Jonathan Watts-Lay, Director, WEALTH at work, a leading provider of financial education, guidance and advice in the workplace, believes that financial education and advice is key to helping consumers make informed choices about their pension drawdown scheme.
Watts-Lay comments; “The ramifications of people failing to understand the retirement choices available to them and, as a result, blindly selecting the wrong product for their life savings is a huge problem.
For example, consumers need to know that there could be a difference of up to £10,000 over a decade between the most expensive drawdown provider versus the cheapest, according to research by consumer group, Which?
It is crucial that consumers shop around to ensure that they select a retirement option that best suits their needs. This means finding a solution that enable them to access the right amount of cash as and when they want it, and for as long as they need it
For example, a 65-year old man now has a 50% chance of living to 87 and a woman of the same age has the same chance of living until she’s 90, so making retirement savings last is key.”
He continues; “Too many drawdown products have been bought without financial advice, which puts consumers at huge risk of paying too much tax. Making sure that your selected option is as tax-efficient as possible is vital to maximising your retirement income.
But it’s not always easy for people to understand the decision-making processes involved. It can be confusing trying to understand the often overly complex structures and fees of drawdown schemes, let alone decide which one best suits your needs.
Very few individuals have the specialist skills required to undertake this evaluation, let alone manage the investment risks involved, which is why I wholeheartedly agree with the financial watchdog, the Financial Conduct Authority, that poor choices can mean consumers miss out on investment growth, being exposed to investments that are too risky for them or running out of their pension savings sooner than expected.”
Watts-Lay adds; “Uninformed consumers are taking risks with their hard earned savings by blindly selecting retirement products with little, if any, understanding of their choices. They are also easy targets for fraudsters attempting to scam them out of their life savings – situations that we want to avoid at all costs.
Research suggests that between April and June this year, more than a fifth of individuals over the age of 50 were reportedly targeted by potential scammers offering unsolicited pension advice or investment opportunities.

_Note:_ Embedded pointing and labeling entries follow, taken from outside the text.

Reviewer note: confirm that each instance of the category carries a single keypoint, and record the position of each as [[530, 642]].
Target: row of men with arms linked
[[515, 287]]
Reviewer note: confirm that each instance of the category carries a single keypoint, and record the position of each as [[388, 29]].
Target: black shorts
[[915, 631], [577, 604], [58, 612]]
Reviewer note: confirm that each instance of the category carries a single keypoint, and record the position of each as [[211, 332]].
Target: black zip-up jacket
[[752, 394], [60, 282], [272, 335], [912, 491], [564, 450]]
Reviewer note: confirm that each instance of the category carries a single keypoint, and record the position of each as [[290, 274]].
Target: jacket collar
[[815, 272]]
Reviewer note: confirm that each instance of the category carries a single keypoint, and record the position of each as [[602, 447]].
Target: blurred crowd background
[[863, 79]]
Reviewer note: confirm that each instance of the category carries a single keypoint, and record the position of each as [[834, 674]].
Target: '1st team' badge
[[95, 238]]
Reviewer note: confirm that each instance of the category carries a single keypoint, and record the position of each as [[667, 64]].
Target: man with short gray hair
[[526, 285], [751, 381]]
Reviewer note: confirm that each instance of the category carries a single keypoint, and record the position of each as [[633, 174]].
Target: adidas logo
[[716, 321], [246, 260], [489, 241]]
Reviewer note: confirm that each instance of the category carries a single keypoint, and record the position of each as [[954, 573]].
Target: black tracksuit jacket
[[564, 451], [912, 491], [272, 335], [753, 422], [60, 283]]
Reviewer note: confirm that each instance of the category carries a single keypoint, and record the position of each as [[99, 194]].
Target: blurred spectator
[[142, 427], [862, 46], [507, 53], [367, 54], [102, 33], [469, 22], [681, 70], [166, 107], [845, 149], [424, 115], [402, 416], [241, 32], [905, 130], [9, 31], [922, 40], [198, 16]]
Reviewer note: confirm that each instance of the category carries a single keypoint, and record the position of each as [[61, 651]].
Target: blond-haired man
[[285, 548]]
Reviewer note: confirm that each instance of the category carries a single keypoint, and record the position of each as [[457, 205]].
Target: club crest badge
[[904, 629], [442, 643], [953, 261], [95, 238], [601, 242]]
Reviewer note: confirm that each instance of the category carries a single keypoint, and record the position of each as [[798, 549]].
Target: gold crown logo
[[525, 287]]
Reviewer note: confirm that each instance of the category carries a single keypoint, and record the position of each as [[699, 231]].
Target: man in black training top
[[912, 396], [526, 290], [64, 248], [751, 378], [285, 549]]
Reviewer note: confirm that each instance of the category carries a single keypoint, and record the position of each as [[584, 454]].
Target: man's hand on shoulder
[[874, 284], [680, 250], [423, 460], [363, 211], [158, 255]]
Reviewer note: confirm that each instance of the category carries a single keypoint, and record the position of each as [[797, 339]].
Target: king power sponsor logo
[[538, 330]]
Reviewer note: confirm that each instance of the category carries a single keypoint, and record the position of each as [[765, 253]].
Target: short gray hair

The fact that almost nine in 10 (88%) consumers selected a bogus pension’s advice offer when shown a mock advert means that it’s time for the financial industry, together with employers, to tackle this serious issue head on and educate and support consumers so that they can fully understand all their options at-retirement.”
He concludes; “Employers need to take action by making financial education a priority for employees so that they understand their options and the implications of their decisions in the lead up to, and at the point of retirement. This should then be followed by financial advice to provide individual tailored support.”